A few hours with friends, late afternoon, three couples sitting far enough apart to feel safe but close enough for easy conversation, is refreshing. We bring our own picnic dinners, no sharing of food. Does it feel weird not to be dipping into a big bowl of chips and guacamole, cook up a batch of burgers and hot dogs? Yes. At the same time, it’s not Zoom, and that’s a very welcome thing,
The New York Times front page, May 24, 2020, is sobering. Newsworthy. The New York Daily News front page, May 24, 2020 is sobering, too, even if it brings a smirk of satisfaction to my face.
America is broken, and no matter which side of the political divide you’re on, it’s hard for most caring, thinking people not to be moved by the despair, the frustration, the deaths. Then comes Memorial Day. You can almost smell the salt air, feel the sand between your toes. Try to remember why this holiday even exists.
Try to believe that something approaching normalcy is possible.
Last week had me finally trashing a box of cassettes I’ll never play again.
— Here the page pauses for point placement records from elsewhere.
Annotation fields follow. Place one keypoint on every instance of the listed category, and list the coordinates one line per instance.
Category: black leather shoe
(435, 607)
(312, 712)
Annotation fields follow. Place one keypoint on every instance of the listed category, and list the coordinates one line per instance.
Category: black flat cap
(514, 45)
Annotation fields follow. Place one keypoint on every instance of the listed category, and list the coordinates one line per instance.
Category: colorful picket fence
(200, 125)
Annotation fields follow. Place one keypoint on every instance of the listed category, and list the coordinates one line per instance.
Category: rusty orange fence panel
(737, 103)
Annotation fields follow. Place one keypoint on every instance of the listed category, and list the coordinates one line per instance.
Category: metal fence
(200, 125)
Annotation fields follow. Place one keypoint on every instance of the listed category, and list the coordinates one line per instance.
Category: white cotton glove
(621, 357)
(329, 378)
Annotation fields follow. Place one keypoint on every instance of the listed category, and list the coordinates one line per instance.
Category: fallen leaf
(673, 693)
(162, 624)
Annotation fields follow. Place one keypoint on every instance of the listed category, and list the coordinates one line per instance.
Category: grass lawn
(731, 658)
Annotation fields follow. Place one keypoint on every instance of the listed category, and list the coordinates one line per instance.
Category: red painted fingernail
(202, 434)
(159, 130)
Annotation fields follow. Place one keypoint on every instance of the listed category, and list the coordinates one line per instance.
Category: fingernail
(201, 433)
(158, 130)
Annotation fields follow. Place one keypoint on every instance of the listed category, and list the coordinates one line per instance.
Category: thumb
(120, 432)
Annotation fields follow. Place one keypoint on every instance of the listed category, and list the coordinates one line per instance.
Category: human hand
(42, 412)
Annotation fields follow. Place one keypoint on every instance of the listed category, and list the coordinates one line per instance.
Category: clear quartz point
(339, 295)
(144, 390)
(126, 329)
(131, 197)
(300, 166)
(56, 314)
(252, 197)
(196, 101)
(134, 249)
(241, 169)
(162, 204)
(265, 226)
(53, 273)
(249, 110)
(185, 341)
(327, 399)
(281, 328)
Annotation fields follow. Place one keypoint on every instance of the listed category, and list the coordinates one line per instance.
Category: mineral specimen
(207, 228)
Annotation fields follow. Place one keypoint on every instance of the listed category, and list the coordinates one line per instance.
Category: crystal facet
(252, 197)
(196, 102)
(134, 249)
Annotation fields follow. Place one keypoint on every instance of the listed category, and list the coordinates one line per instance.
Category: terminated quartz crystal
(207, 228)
But those toys from another time and figurines–Ariel, Cinderella, the Tin Man, the Lion, the Scarecrow, Dorothy–collected when my daughter was young and later on used in my elementary school writing workshops, well somehow they don’t want to leave. Laying claim to my Marie Condo ruthlessness gets me only so far.
They don’t want to leave–pay attention to how I phrased that. Yes, they have a life of their own. They want a Memorial Day that means something. They want me to play a simple game, something tactile, not digital.
I curl my hand into a fist—
rock crushes scissors—
Open it out flat—
paper covers rock—
Make a V with my index and middle fingers—
scissors cut paper—
* * *
Barely a week since Memorial Day and American is not just broken, it’s burning. If echoes of the ’80s reverberated when the current occupant of the Oval Office took power, his reign of horror is evidence that the ’60s (not the mention the Civil War) never really ended.
A text from my daughter in L.A., Sunday, May 31st–
Sorry I haven’t called today. I just don’t have the words.
Who does have the words? I’m tempted to write back. Instead I let it be, just tell her I understand. Then I open a link she sent, an op-ed piece in the LA Times by Kareem Abdul-Jabbar. It’s eloquent, heartfelt, poetic:
Racism in America is like dust in the air. It seems invisible — even if you’re choking on it — until you let the sun in. Then you see it’s everywhere.
* * *
My toenails have no polish, my hair is, thankfully, all grown out grey, in need of a trim but I can easily fudge it. I’ve learned how to give my husband a buzz cut. After dinner we take a walk outside. I marvel at what nature, with a little coaxing and pollination and pruning, takes care of if you just let her be. He loves seeing bees moving from flower to flower. Not everything planted survives.
He used to buy me irises, my favorite flower. Now they bloom, like clockwork, every May.
Is there some equivalence between the reassurance I take from seasonal renewal and seeing familiar brands of paper goods–Kleenex, Scott, Seventh Generation–return to supermarket shelves? Will the unfamiliar (at least to me) ones–TreeFree, Envision–disappear?
In my car, listening to a Sirius XM station named for Frank Sinatra. His daughter Nancy is hosting. She ruminates on her father reminding us what a great country we live in. We’ve been through hard times before, he would say. We got through them, we’ll get through them again. She wonders what he’d say now, then plays New York New York.
I’m a Sinatra fan, and I believe in the power of music to save us. But right now my money would not be on the chairman of the board.